En 1912, après un séjour postdoctoral en Allemagne, il est nommé professeur dans la première chaire de chimie physique créée en Suède, à Uppsala, où il fera toute sa carrière. Il s'intéresse au mouvement brownien qui entraîne des chocs incessants des particules colloïdales avec les molécules d'eau, ce qui empêche les particules colloïdales de sédimenter. Pendant son stage postdoctoral en Allemagne, il a acquis la certitude que ces colloïdes présentent une grande diversité de taille et le reste de sa carrière va porter sur la séparation, en fonction de leur taille, des particules colloïdales. Pour ce faire, Svedberg se tourne alors vers les techniques de centrifugation qui servent déjà à séparer la crème du lait ou le plasma des éléments figurés du sang. Cependant, la très petite taille des particules colloïdales impose de mettre en œuvre des effets de centrifugation beaucoup plus importants.

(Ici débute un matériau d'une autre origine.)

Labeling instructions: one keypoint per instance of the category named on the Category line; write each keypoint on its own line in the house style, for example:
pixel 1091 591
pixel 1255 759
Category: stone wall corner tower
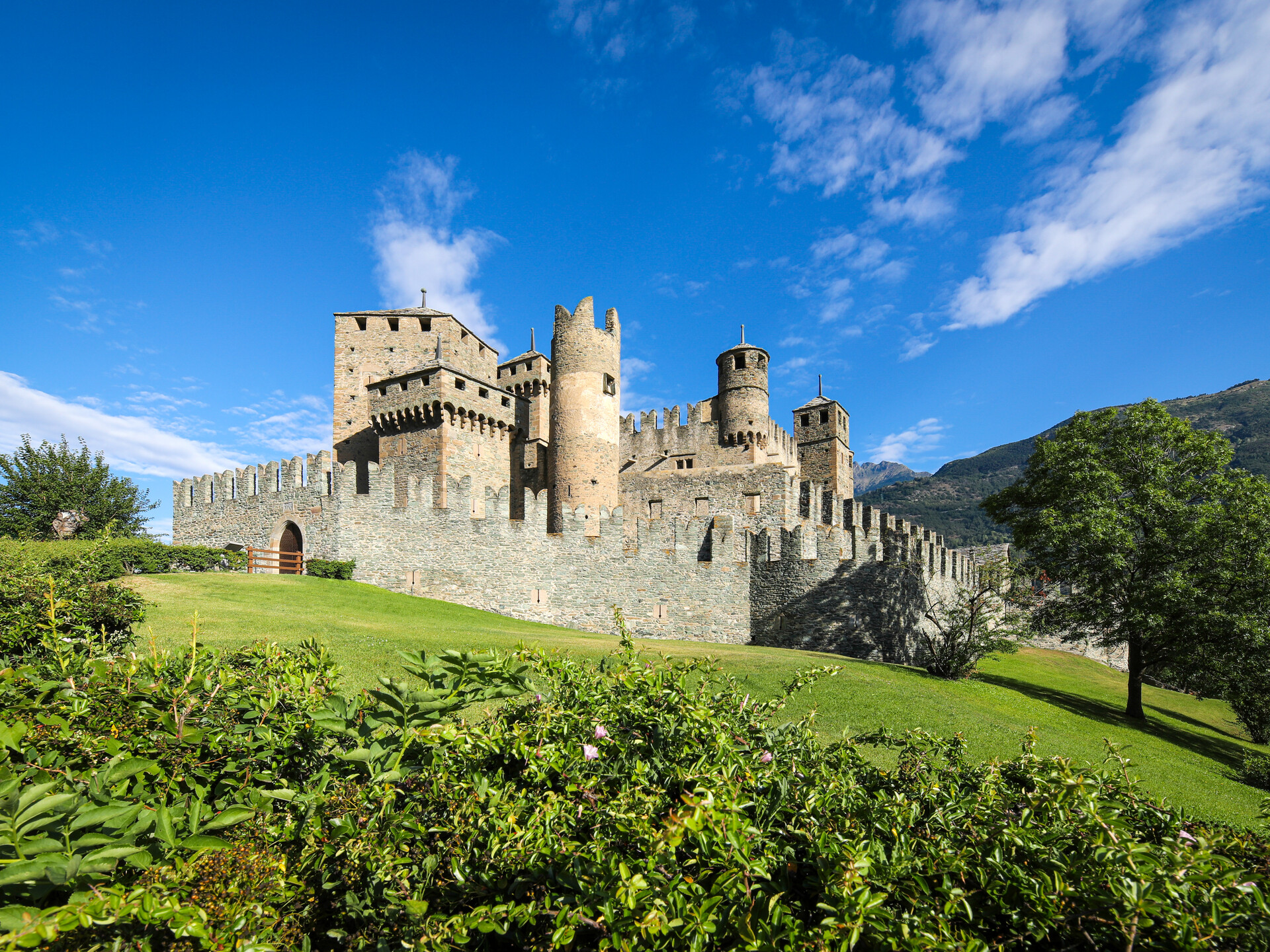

C'est en 1923, au cours d’un séjour à l’université du Wisconsin à Madison, que Svedberg met au point une ultracentrifugeuse qui, après quelques années de perfectionnement, lui permet d'obtenir une force centrifuge 100 000 fois plus élevée que la force de gravitation terrestre. Le rotor tourne dans le vide et sous température contrôlée. La manipulation est dangereuse : un déséquilibre se traduit par la rupture de l’axe qui projette le rotor dans la pièce. Svedberg peut ainsi réaliser la sédimentation de différents colloïdes. En peu d’années, il démontre qu’une protéine colloïdale purifiée comme l’hémoglobine est monodisperse et constitue donc une entité définie. La détermination de la vitesse avec laquelle un colloïde se déplace dans le champ de gravité (vitesse de sédimentation) lui permet de calculer la taille des particules. En 1926, Svedberg applique la technique de l’ultracentrifugation à l'étude de mélanges de protéines. Ces macromolécules biologiques appartiennent par leur taille au domaine colloïdal, et Svedberg peut ainsi obtenir, à partir des vitesses de sédimentation, la valeur approximative des masses molaires de très nombreuses d'entre elles.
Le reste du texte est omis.